Reports of hate crime tide need more substantiation

To the Editor: Reports of hate crimes against homosexuals at Yale are becoming less and less credible. Your front-page article yesterday ("Ivy walls don't protect against hate crimes") cites a small canon of incidents as evidence of hate crime. But these same few incidents have been used in every article I've read on the subject in Yale papers, and most are now more than two years old!

To contend with the lack of concrete evidence, your article implies that most hate crime goes unreported. Sara Marcus (victim of a threat made two years ago) said she didn't want the attention that reporting the incident would bring. Strange, considering that she and her story come up every time the subject is raised. Chrysanthi Settlage said she doesn't report crimes "because I've lost all faith in the police, and I don't want to give over any more of my life to this."

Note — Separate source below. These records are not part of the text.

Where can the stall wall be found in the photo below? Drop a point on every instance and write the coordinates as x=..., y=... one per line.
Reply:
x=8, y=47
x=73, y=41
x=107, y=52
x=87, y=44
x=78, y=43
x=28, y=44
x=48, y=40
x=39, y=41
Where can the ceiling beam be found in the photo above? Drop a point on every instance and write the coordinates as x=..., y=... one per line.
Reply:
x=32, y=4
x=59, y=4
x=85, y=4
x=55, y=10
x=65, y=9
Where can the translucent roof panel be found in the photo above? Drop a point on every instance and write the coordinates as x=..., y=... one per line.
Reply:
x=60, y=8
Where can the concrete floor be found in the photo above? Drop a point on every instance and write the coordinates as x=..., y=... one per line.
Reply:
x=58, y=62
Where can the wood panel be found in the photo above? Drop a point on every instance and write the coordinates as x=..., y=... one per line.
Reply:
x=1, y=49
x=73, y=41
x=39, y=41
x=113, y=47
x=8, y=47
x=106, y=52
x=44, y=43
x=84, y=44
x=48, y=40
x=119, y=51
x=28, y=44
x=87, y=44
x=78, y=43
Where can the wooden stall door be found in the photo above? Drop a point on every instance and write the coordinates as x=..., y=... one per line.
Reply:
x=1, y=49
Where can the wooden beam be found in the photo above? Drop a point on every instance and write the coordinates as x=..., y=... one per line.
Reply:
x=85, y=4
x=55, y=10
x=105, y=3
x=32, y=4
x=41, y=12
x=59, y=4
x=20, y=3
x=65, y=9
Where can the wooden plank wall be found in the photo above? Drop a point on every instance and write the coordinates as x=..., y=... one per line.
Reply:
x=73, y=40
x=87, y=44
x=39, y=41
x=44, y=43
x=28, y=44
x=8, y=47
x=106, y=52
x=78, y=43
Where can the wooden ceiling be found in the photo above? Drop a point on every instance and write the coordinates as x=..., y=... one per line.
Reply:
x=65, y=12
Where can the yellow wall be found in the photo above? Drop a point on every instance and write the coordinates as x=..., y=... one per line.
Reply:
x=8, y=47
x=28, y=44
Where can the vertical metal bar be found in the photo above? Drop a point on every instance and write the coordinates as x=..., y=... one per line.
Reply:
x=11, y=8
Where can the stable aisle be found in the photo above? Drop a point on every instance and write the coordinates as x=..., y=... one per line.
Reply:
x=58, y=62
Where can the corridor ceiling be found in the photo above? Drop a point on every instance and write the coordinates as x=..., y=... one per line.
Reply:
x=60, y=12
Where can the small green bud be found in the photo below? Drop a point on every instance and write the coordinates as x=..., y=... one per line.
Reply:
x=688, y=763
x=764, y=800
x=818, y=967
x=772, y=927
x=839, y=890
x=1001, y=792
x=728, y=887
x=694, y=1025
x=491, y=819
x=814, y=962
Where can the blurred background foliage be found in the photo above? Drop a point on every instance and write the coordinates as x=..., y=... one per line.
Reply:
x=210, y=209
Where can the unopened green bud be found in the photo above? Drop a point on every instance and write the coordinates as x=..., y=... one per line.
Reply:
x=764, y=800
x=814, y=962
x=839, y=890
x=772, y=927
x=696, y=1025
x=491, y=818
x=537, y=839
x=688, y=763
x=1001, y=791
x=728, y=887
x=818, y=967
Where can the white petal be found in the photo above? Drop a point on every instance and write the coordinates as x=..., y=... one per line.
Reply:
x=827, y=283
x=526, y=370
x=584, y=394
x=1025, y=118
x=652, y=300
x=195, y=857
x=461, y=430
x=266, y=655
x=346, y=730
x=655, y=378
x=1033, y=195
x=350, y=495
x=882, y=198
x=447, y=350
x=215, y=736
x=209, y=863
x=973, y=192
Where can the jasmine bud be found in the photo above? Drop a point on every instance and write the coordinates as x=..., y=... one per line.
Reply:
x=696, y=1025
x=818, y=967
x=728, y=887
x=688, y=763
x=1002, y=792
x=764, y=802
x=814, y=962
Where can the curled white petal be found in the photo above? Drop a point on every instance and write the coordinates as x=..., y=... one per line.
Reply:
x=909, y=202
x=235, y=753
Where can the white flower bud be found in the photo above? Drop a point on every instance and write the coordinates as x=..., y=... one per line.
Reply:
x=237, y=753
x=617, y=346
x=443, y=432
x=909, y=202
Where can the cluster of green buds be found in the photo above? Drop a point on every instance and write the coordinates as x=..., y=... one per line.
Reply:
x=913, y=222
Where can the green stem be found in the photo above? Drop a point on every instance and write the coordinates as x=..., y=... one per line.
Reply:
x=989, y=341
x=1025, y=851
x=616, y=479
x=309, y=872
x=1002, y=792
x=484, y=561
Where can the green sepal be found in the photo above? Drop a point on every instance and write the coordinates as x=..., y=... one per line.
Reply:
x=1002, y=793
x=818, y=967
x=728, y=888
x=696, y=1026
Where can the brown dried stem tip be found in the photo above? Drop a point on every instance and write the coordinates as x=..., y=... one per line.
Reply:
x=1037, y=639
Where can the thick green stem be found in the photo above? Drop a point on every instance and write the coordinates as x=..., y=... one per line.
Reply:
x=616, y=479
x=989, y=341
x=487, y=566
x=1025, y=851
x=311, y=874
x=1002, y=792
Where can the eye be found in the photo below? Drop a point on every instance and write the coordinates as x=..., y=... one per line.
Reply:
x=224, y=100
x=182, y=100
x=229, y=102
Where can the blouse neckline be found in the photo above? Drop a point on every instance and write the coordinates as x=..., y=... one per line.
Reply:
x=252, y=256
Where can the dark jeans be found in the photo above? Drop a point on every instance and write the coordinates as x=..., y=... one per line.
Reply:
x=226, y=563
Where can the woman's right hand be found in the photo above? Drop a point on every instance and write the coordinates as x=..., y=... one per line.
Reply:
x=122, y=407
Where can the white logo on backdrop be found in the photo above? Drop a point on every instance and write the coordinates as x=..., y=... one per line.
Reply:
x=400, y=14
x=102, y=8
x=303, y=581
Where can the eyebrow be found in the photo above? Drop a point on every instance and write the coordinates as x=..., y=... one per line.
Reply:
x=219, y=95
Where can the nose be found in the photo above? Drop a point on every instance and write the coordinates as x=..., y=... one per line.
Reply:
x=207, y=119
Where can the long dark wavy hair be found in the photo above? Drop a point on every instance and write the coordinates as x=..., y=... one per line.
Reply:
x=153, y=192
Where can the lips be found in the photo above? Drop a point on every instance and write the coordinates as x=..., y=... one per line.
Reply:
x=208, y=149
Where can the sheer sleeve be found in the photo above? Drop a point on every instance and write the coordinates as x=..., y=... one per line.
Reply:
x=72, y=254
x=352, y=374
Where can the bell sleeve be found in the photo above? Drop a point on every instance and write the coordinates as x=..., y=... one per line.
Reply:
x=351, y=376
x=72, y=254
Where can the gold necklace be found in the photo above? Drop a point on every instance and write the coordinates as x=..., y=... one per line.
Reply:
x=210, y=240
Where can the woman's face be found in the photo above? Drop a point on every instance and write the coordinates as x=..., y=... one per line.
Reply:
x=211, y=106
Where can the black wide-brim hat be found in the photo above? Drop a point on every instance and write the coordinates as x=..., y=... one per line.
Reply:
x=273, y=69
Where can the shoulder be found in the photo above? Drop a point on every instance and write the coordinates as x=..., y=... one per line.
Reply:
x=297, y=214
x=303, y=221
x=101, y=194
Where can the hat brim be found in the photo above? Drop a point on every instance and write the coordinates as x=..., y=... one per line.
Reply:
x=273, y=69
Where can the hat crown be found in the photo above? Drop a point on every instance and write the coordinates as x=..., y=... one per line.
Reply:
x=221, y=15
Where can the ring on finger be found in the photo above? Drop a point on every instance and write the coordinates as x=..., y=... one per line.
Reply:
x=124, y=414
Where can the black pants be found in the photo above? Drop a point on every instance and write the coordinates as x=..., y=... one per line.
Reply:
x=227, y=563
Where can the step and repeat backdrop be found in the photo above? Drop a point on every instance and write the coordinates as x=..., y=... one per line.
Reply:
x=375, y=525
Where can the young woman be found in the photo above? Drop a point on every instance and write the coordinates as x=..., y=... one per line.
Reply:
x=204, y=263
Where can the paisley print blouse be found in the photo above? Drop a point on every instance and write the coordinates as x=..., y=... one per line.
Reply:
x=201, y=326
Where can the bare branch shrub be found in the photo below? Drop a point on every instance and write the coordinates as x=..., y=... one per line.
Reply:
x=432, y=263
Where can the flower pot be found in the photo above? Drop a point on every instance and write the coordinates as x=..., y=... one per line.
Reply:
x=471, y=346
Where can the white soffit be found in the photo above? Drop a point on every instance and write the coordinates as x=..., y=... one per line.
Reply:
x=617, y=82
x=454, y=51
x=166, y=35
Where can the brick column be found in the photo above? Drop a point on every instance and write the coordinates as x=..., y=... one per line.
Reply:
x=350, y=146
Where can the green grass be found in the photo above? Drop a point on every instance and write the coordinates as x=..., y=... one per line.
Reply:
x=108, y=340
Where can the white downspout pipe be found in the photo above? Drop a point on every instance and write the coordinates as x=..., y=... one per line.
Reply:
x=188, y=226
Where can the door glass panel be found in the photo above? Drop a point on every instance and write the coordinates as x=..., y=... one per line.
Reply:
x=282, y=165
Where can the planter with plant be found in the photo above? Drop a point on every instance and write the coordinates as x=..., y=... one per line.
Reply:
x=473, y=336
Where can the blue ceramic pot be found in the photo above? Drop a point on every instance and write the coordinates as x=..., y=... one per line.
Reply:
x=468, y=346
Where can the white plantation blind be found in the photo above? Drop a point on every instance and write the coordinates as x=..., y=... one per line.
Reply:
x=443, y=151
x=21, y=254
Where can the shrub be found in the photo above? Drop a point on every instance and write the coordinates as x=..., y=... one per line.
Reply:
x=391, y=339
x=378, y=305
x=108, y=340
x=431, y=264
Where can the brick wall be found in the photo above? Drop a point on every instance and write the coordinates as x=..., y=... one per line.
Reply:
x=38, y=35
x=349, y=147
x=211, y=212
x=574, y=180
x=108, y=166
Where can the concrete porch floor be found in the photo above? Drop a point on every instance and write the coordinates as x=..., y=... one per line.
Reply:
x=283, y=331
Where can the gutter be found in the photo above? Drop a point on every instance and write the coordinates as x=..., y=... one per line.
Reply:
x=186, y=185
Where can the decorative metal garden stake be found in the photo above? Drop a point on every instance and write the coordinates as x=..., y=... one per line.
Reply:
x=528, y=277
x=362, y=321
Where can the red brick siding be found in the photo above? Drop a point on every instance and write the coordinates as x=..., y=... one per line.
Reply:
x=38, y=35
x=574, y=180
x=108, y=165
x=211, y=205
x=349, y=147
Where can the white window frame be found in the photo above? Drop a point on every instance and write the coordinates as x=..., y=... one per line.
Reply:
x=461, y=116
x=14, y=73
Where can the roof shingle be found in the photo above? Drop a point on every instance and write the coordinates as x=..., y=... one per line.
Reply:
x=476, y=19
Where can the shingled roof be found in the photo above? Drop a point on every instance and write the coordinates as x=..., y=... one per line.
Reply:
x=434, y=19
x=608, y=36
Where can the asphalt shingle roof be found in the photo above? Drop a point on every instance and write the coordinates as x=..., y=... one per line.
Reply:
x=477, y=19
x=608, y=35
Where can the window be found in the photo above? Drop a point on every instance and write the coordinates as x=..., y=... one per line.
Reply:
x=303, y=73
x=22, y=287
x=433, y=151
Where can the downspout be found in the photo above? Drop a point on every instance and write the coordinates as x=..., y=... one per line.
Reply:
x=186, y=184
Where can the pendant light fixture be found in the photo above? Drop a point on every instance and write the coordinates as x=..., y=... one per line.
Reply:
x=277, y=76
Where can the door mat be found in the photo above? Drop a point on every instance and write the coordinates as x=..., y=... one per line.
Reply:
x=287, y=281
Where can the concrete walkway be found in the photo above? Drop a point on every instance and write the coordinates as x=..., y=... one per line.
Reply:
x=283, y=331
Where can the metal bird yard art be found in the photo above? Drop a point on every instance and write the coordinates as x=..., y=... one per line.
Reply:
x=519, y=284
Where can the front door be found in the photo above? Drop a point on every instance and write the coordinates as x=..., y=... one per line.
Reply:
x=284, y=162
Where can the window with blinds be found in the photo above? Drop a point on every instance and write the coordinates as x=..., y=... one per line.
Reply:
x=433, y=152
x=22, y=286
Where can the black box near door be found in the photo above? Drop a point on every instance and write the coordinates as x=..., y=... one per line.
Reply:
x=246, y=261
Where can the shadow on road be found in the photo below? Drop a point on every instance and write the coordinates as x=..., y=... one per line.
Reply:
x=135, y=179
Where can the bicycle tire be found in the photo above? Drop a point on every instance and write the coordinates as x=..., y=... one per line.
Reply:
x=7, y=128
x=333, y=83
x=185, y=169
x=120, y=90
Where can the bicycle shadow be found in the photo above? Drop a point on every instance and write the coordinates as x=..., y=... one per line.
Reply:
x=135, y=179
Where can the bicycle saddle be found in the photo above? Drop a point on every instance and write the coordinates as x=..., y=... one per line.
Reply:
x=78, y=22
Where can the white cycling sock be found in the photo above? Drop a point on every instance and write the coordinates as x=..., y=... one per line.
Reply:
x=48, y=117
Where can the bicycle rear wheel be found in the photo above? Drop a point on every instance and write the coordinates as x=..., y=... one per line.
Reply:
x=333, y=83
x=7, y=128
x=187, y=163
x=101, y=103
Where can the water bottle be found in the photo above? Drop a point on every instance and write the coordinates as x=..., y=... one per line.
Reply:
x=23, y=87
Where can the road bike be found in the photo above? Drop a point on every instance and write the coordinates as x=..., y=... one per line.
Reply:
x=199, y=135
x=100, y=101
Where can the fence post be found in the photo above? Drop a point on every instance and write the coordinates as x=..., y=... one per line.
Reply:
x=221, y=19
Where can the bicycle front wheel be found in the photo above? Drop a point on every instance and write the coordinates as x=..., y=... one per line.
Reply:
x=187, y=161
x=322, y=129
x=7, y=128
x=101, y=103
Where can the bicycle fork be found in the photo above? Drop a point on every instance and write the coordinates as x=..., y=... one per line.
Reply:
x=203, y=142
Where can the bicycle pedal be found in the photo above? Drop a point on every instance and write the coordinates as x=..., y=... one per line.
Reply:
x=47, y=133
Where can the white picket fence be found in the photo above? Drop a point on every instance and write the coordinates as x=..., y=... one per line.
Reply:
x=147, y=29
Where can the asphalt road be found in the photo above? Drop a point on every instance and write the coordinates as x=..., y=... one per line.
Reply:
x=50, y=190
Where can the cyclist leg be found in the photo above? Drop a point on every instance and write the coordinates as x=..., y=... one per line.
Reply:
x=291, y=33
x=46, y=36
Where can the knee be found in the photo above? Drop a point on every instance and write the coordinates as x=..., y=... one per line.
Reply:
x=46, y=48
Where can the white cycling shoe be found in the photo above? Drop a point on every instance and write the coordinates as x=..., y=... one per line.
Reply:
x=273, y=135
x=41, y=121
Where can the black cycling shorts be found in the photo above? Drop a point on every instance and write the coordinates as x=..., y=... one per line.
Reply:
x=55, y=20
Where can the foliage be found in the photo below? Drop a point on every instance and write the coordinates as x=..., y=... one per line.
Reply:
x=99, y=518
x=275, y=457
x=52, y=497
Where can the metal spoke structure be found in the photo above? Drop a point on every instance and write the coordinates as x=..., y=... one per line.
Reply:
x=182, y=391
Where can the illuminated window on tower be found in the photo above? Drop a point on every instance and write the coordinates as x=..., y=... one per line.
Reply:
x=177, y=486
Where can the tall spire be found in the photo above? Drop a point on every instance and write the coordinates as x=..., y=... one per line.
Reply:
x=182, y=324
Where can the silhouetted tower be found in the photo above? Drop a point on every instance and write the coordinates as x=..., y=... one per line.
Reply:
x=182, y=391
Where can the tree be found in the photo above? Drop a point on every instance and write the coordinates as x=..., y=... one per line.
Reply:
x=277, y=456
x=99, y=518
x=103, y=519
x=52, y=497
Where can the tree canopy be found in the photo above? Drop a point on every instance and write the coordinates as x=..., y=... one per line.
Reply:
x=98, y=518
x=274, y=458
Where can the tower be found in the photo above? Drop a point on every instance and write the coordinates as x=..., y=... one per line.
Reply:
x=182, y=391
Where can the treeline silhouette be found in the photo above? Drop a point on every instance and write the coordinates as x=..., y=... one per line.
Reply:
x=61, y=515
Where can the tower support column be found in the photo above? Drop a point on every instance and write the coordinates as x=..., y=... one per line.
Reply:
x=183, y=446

This type of reasoning is not only irrational but also counter-productive. Why tell the papers, who have no legal influence, but not the authorities, who do have power to investigate and prosecute crime? Disparaging the police is uncalled for.

Not only do they have strict rules and redundant checks to make sure they are doing their job correctly, but also they couldn't make reporting crimes on campus any easier -- police will visit a student wherever and whenever he wants, and will maintain confidentiality if desired. It is irresponsible to claim that crime is going on and not report it.